We trace some of the triumphs and tribulations as the Dharma ripens among a diverse and dynamic population, some of whom see the famous Corcovado statue of Christ the Redeemer in Rio de Janeiro, Brazil, as 1000-arm Chenrezig, and the Black Virgin Mary (patron saint of Brazil) as Black Tara.
Marly Ferreira, FPMT National Coordinator, Brazil: Buddhism arrived in Brazil with the first ship bringing Japanese immigrants in 1908. Today, there are some remarkable Buddhist temples in Brazil, notably the Chinese Zu Lai Temple where His Holiness the Dalai Lama gave teachings in April, and two beautiful Tibetan Gompas, one constructed by Chagdud Rinpoche in the south of Brazil, and another being constructed by Tashi Sonan Rimpoche in the state of Espirito Santo.
Tibetan Buddhism began to take root in the 1980s.
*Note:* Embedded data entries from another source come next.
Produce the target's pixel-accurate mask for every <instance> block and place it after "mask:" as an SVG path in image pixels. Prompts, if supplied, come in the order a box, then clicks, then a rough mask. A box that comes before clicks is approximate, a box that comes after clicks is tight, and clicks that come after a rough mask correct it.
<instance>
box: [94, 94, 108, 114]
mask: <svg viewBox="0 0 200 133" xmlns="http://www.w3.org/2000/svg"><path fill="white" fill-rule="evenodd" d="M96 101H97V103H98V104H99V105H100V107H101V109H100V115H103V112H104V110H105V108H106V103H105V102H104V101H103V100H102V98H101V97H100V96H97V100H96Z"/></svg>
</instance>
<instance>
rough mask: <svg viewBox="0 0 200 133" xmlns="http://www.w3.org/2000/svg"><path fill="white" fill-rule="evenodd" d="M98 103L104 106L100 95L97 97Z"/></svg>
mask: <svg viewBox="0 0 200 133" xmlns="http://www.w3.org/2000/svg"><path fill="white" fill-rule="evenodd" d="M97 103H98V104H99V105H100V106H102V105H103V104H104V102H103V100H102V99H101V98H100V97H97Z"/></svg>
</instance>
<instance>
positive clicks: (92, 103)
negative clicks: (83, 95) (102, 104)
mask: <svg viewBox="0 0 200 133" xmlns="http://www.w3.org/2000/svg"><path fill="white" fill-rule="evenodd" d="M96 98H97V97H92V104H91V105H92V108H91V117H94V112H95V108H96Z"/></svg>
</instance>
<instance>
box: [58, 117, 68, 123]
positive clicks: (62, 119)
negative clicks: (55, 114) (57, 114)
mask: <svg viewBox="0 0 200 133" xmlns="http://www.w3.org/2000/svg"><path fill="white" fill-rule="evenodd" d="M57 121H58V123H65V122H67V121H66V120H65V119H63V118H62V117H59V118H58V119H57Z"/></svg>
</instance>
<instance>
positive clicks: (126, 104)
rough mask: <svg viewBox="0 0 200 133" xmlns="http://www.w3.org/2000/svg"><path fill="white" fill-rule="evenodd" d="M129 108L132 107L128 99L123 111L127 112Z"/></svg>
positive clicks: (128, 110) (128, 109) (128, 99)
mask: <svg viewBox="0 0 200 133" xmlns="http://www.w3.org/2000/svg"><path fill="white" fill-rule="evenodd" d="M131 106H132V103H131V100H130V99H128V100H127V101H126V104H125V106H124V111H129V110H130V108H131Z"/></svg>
In 1992, visits from both His Holiness the Dalai Lama and Lama Zopa Rinpoche made a great impact on Dharma students who had been attracted to the lineage by a mixture of enchantment and curiosity. We had read about the lamas, their magical powers and stories from the Himalayas, and the guru-disciple relationship we longed for.
Beginning students became devoted Dharma practitioners, and non-Buddhists began to admire Buddhism as a philosophy. Those early days also brought the visits of lamas from other traditions. By the mid-1990s, all four Tibetan Buddhist lineages were in Brazil and I found myself involved as Center Director of the FPMT center in Rio de Janeiro, the Dorje Jig Je center, which later became Centro Shiwa Lha (which, in Tibetan, means Shantideva).
Times, however, were very difficult. Brazil is the only Portuguese-speaking country in Latin America [Spanish predominates in most of them], and Dharma material was very scarce. Texts were rare, and images of deities were not to be found. Prayers, sadhanas, and books were inaccessible because of the language barrier. There was no Internet, no FPMT Foundation Store, no “google-search,” and finding a text or image was a reason for great rejoicing when the precious treasure was finally encountered. In time, books such as Liberation in the Palm of Your Hand by Pabongka Rinpoche (1878 – 1941) and other texts were translated, but just for study, as printing them is expensive. The translation work continues, but much is still needed.
Being a Buddhist in Brazil, and I believe also in all Latin America, brings many difficulties but also many opportunities. One particularity is that we function more from the heart than from the intellect, and a good quality resulting from this is that we are more open to authentic guru devotion, so it ripens very easily.